Between 2019 and 2020, the tax wedge for this household type decreased in 31 countries, and rose in only 6. It decreased by more than 1 percentage point in 16 countries. The largest decreases were in Lithuania, the United States, Poland, Italy, Canada and Korea. The only increase over 1 percentage point was in New Zealand.

The report shows in the same time that labour taxation continues to vary considerably across the OECD, with the tax wedge on the average single worker ranging from zero in Colombia to 51.5% in Belgium.

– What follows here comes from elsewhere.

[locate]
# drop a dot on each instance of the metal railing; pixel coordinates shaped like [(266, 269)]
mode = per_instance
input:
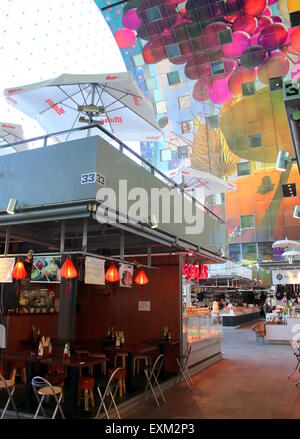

About this annual publication

This annual publication provides details of taxes paid on wages in OECD countries. It covers personal income taxes and social security contributions paid by employees, social security contributions and payroll taxes paid by employers, and cash benefits received by workers. It illustrates how these taxes and benefits are calculated in each member country and examines how they impact household incomes. The results also enable quantitative cross-country comparisons of labour cost levels and the overall tax and benefit position of single persons and families on different levels of earnings. The publication shows average and marginal effective tax rates on labour costs for eight different household types, which vary by income level and household composition (single persons, single parents, one or two earner couples with or without children). The average tax rates measure the part of gross wage earnings or labour costs taken in tax and social security contributions, both before and after cash benefits, and the marginal tax rates the part of a small increase of gross earnings or labour costs that is paid in these levies. Taxing Wages 2021 includes a special feature entitled: “Impact of COVID-19 on the Tax Wedge in OECD Countries”.